7. Project Summary/Abstract A fundamental question in the aging field is whether the age-related decline in tissue-specific adult stem cell function is reversible. Focused on the gut, our preliminary studies suggest that intestinal stem cell (ISC) numbers are reduced in old mice and humans and that intestinal crypts isolated from old mice are less functional in an in vitro organoid assay of ISC function. We also find that calorie restriction (CR) reverses the effects of aging on ISCs. In the mammalian intestine, a majority of ISCs express Lgr5 and are adjacent to Paneth cells, which constitute a component of the stem cell cellular neighborhood or “niche”. We have recently demonstrated that CR in young mice augments ISC function by reducing mechanistic target of rapamycin complex 1 (mTORC1) signaling in Paneth cells, and that these effects of CR can be mimicked by rapamycin (an mTORC1 inhibitor). This interaction between Paneth cells and ISCs is mediated by expression in Paneth cells of bone stromal antigen 1 (Bst-1), an ectoenzyme that produces the paracrine factor cyclic ADP ribose (cADPR). Identification of the mechanistic steps in this process through the three aims of this proposal will increase our understanding of how CR protects an organism against the age-related decline in tissue function. Specifically, we will test the hypotheses that induction of niche Bst-1 by CR and rapamycin boosts ISC function in old mice (Aim 1); that the transcription factor PPAR-gamma mediates this response in Paneth cells (Aim 2); and that cADPR-activated signaling mediates this response in ISCs (Aim 3).
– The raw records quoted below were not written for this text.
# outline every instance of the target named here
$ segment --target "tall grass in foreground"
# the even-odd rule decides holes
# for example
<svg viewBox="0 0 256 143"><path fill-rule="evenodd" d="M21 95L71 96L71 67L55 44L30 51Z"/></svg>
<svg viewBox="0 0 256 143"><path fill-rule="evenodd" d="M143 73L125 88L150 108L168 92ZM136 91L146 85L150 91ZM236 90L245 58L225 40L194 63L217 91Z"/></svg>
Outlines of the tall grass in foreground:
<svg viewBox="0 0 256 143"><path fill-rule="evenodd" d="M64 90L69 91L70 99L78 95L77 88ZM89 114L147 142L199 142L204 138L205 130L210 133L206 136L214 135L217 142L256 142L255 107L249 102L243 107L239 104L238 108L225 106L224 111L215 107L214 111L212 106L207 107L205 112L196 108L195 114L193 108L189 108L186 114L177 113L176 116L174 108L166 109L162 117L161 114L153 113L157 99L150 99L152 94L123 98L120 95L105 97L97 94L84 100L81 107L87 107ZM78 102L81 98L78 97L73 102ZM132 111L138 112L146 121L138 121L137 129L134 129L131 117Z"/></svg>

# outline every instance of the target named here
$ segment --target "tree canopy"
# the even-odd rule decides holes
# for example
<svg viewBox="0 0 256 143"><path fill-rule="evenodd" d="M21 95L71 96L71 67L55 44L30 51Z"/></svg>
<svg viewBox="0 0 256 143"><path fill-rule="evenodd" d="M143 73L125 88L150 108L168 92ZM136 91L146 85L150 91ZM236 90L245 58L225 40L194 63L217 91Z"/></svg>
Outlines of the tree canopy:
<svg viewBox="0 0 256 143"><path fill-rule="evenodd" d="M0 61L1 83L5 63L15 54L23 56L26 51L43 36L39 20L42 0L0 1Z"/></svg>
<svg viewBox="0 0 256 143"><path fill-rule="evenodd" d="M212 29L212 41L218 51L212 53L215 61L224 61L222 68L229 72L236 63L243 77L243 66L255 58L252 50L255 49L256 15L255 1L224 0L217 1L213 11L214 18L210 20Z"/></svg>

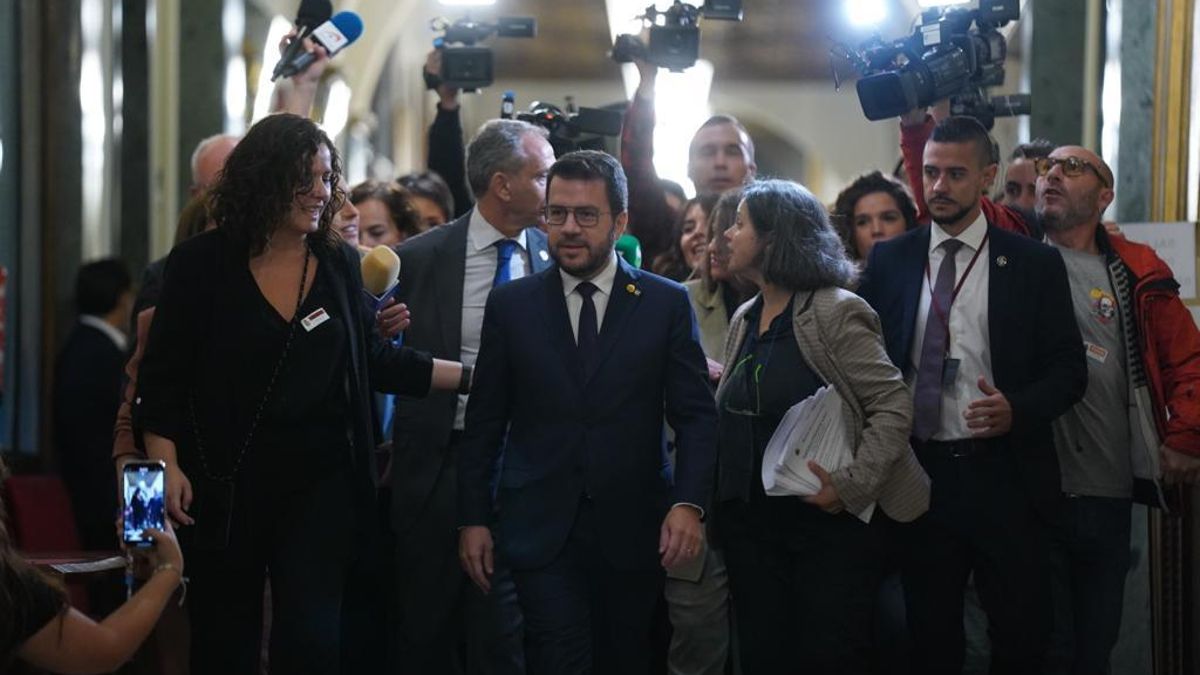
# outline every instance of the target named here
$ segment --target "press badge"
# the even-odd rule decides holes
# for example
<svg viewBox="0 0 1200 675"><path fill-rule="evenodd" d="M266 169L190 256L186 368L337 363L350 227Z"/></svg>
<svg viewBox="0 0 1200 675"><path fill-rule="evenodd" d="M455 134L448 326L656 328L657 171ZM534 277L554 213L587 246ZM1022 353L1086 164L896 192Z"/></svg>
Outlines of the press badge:
<svg viewBox="0 0 1200 675"><path fill-rule="evenodd" d="M962 365L962 359L947 358L942 362L942 386L953 387L954 381L959 377L959 366Z"/></svg>
<svg viewBox="0 0 1200 675"><path fill-rule="evenodd" d="M325 311L325 307L320 307L313 310L311 315L301 318L300 325L304 327L306 333L312 333L313 328L317 328L318 325L325 323L326 321L329 321L329 312Z"/></svg>
<svg viewBox="0 0 1200 675"><path fill-rule="evenodd" d="M1087 358L1097 363L1104 363L1109 360L1109 351L1104 347L1096 345L1093 342L1084 341L1084 346L1087 347Z"/></svg>

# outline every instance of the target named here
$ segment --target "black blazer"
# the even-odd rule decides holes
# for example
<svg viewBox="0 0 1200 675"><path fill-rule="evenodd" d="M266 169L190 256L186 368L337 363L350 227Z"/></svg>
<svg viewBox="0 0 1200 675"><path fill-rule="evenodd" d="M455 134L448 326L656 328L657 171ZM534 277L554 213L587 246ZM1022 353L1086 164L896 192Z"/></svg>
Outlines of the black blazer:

7。项目摘要/摘要 衰老领域的一个基本问题是组织特异性成人茎的年龄相关的下降是否相关 细胞功能是可逆的。我们的初步研究专注于肠道，表明肠干细胞（ISC） 老鼠和人类减少了数字，从旧小鼠中隔离的肠道加密蛋 在ISC功能的体外器官测定中功能。我们还发现卡路里限制（CR）逆转了 衰老对ISC的影响。在哺乳动物肠中，大多数ISC Express LGR5都与 Paneth细胞，构成干细胞细胞邻居或“小裂”的组成部分。我们最近有 证明CR在幼鼠中通过降低雷帕霉素的机械靶标增强ISC功能 paneth细胞中的复合物1（mTORC1）信号传导，CR的这些作用可以被雷帕霉素模仿 （MTORC1抑制剂）。 Paneth细胞与ISC之间的这种相互作用是由Paneth中表达介导的 骨基质抗原1（BST-1）的细胞，一种产生旁分泌因子循环ADP结合起来的过胞酶 （CADPR）。通过该提案的三个目标在此过程中识别机械步骤 提高我们对CR如何保护生物体免受组织功能下降的理解。 具体而言，我们将测试CR和雷帕霉素增强ISC功能的假设诱导利基BST-1 在老鼠中（AIM 1）；转录因子PPAR-GAMMA在Paneth细胞中培养了这种反应（AIM 2）； CADPR激活的信号传导介导了ISC中的这一响应（AIM 3）。